ENDURING LIGHT

ENDURING LIGHT

[This is a tryptic made up of three printed black and white photographs framed size A1]

“Who would believe that so small a space could contain the image of all the universe? O, mighty process! What talent can avail to penetrate a nature such as these? What tongue will it be that can unfold so great a wonder? Verily, none! This is that guides the human discourse to the considering of divine things. Here the figures, here the colours, here all the images of every part of the universe are contracted to a point. O what a point is so marvellous!”
Leonardo Da Vinci

Light is a sensory form that we all rely on: it has an energy whose presence provides us with the sense of sight. The partial obstruction of light casts a silhouette illustrating where light cannot reach, otherwise known as a shadow. Opacity, transparency and translucency are characterised through the cast of a shadow. It has been historically documented that from the initial appreciation of light obstruction, there was a development toward the understanding of optics. This in turn led to the development of light sensitive material, and therefore the photographic camera.
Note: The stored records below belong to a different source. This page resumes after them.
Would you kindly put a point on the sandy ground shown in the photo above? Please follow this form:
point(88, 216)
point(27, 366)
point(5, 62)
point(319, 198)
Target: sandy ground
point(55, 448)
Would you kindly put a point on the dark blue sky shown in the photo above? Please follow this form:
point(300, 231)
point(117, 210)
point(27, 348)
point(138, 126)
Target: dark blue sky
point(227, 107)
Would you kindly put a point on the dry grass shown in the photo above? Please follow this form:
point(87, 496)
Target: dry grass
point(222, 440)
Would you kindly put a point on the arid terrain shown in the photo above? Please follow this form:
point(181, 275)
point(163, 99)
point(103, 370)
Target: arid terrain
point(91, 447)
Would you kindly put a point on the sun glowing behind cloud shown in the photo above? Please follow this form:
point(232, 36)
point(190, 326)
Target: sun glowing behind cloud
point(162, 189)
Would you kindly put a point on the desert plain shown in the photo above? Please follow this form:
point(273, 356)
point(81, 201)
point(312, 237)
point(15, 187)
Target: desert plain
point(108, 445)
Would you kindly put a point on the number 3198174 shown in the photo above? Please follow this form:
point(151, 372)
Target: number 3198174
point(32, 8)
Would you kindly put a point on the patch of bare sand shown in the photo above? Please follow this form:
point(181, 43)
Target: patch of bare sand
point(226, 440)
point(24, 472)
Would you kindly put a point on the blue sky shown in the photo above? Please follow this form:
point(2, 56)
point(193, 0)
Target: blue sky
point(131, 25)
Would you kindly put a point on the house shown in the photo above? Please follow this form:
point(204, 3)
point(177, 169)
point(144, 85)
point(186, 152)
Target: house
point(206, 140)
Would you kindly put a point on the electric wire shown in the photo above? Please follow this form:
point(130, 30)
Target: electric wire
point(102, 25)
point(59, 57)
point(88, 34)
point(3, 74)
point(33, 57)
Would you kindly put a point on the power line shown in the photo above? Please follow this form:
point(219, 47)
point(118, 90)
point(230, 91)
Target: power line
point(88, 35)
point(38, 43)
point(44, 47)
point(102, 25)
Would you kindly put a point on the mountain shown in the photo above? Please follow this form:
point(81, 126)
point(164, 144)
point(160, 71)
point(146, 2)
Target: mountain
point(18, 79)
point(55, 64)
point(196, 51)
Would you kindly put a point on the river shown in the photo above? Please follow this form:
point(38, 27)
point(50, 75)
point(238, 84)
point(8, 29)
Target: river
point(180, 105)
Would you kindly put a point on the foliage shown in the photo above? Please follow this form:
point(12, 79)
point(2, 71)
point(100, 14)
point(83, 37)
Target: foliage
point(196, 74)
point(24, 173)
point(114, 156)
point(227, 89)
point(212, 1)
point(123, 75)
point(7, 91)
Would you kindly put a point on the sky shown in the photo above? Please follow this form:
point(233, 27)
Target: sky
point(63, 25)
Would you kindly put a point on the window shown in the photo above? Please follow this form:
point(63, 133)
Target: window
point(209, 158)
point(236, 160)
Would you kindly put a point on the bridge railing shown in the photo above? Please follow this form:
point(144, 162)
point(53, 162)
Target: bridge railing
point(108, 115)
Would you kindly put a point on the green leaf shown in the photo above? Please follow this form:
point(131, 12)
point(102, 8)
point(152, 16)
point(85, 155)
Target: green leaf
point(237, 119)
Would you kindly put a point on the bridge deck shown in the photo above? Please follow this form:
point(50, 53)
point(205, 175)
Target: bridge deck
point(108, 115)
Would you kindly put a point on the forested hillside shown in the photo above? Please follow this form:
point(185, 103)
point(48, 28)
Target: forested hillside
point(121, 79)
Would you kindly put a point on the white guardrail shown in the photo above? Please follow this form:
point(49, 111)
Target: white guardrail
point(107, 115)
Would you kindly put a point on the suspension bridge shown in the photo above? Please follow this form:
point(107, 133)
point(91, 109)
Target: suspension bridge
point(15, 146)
It is only when these behavioural patterns are interrupted, that we question our surroundings. It personally came to me when I discovered the happenstance of a projection that mimicked the result of a camera obscura. While the wind sucked the blind into the window, the light hit a specific angle causing it to bend, with the result that the buildings opposite were delicately illuminated across the wall. The refraction was blurry and moving, but it occurred completely naturally, and completely by accident.

It was with this intimation of changing object into light, to be arrested ephemerally balanced on a surface, that I posed the question – Is the importance of light in photography being forgotten?